It is universally true, I believe, that a politician cannot admit he was wrong. Nor, I suspect, can a manager in a corporate organization or government bureaucracy.
In a bureaucracy, according to Theodore Dalrymple, the key skill is knowing how to fix the blame.
When something goes wrong, the search is not for explanation or remedy, but for the lowest person in the hierarchy to whom blame can plausibly be fixed.
I think that aligns with René Girard’s theory that the sacrifice of the scapegoat is the means by which we humans resolve a divisive conflict.
We see this in the current Middle East crisis. If you back the Jews, the Hamas-led Gazans are, at least, led by the nose by Hamas. If you are a progressive wokey, then Palestinians are victims and Israelis are white oppressors. There are the innocents, and there are the scapegoats.
We Americans look back on World War II as the good war, when we single-handedly banished German fascism and Japanese aggression from the face of the Earth.
But whatabout the indiscriminate bombing of German cities and the firebombing of Tokyo and the two A-bombs? And whatabout the punitive Treaty of Versailles that humiliated and impoverished Germany, not to mention the Sykes-Picot Agreement that carved up the Ottoman Empire in 1916 and created the Palestine Mandate that started the current mess in the Middle East.
Never mind. We are innocent; those other guys are guilty. Our leaders are heroes; the other guys’ leaders are criminals.
But if you dig into any political narrative you find that the question of the bad guys and the good guys is not as clear as you were carefully taught.
And that is why the remarks of 1976 Senate candidate S.I. Hayakawa are so remarkable:
We should keep the Panama Canal. After all, we stole it fair and square.
Perhaps only an expert in semantics could have the effrontery to face the truth.
Or a philosopher.
It is interesting to me that Adam and Eve in the Garden of Eden are represented as complete innocents. But then Eve was tempted by the snake and ate of the Tree of Knowledge. And God said, OK that’s it; you get out of here and go to work in the fields.
And notice that Judaism and Christianity focus on human guilt and the need to confess our sins and ask for forgiveness.
As a reader of Jung I would say that this is all about the borderland between the conscious mind and the unconscious mind, not to mention the border between Order and Chaos. According to Jung, the same symbols recur again and again in religion: snakes, trees, sun and moon, holes in the ground, death and rebirth. Think of it all as a battle between the conscious and the unconscious.
And of course politics is the same, reacting instinctively to the threat of the enemy. Only, of course, as we are conscious beings we need to rationalize our actions. And thus it makes sense that, when war is upon us we regress to the pre-conscious world where we don’t think about fighting the enemy; we just do it. Only, as conscious beings, we need to rationalize our innocence, just as humans rationalized the state of Adam and Eve in their innocence at the birth of consciousness.

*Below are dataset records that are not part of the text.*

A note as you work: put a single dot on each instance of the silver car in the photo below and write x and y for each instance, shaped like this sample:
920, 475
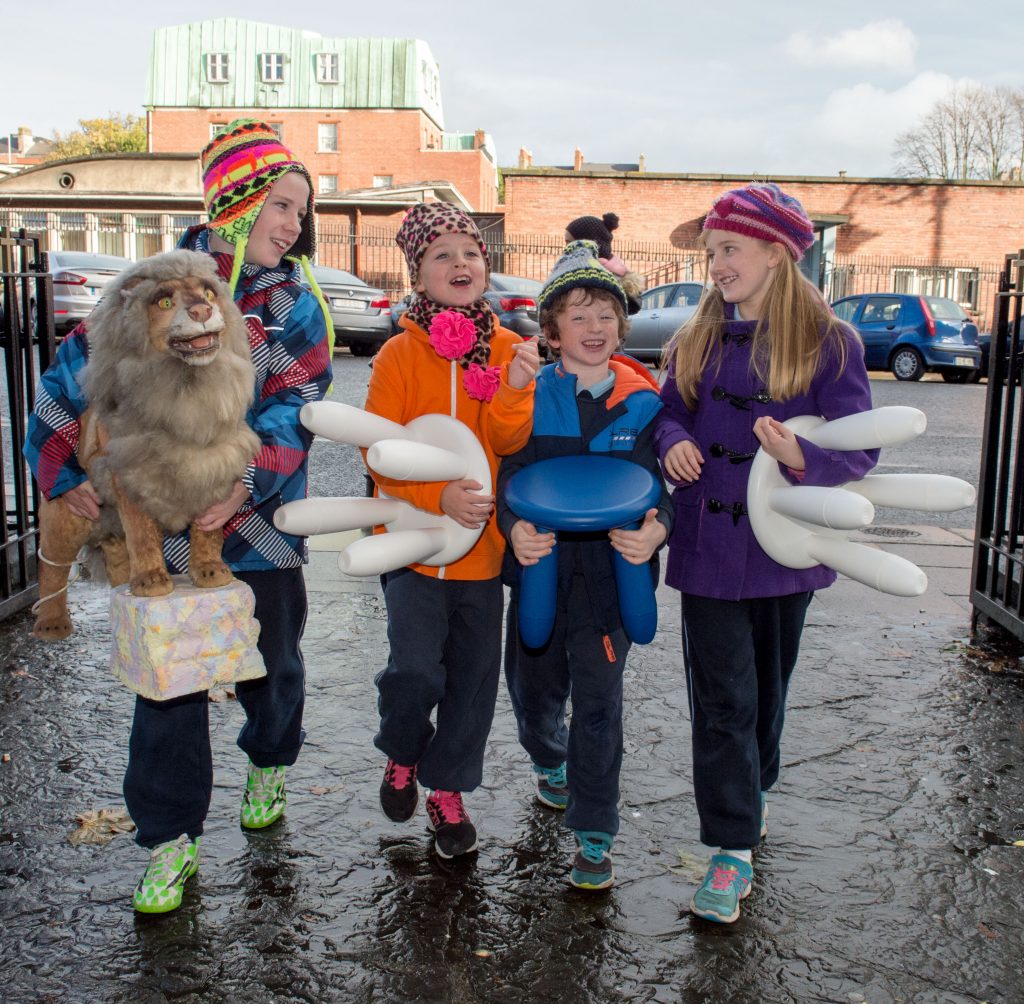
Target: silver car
663, 311
79, 279
361, 315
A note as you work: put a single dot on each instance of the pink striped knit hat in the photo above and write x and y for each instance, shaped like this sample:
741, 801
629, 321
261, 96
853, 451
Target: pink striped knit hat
240, 165
765, 212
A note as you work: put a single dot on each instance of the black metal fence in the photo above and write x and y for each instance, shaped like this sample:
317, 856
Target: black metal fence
998, 546
28, 344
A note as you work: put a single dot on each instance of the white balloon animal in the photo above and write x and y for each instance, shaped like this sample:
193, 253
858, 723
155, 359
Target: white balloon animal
431, 448
800, 527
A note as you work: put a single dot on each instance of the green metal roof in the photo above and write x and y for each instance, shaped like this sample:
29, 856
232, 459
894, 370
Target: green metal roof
373, 73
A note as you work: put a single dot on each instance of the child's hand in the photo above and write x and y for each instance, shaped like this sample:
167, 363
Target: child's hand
524, 365
461, 501
779, 443
527, 545
84, 501
682, 462
638, 545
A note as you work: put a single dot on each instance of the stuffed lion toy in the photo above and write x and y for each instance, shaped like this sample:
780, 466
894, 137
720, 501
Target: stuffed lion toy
169, 381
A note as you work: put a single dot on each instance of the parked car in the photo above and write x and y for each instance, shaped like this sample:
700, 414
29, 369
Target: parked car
663, 311
361, 315
911, 335
513, 298
79, 278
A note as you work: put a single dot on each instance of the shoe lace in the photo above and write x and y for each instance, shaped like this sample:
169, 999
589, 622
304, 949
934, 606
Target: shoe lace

Notice how the innocence paradigm infects everything in our modern world. For the Palestinians, their innocence is proved by Israeli guilt. For the Jews, antisemitism and pogroms prove their innocence. For our rulers their virtue is proved by their valiant defense of the rights of oppressed victims.
It is interesting that the left, which grew out of a new world view superceding Christianity, has replaced the Christian culture of sin and guilt and redemption with a secular religion of oppressor guilt and victim innocence, and the way to redemption is by fighting for justice for the oppressed.
How do we make sense of all this? Good question.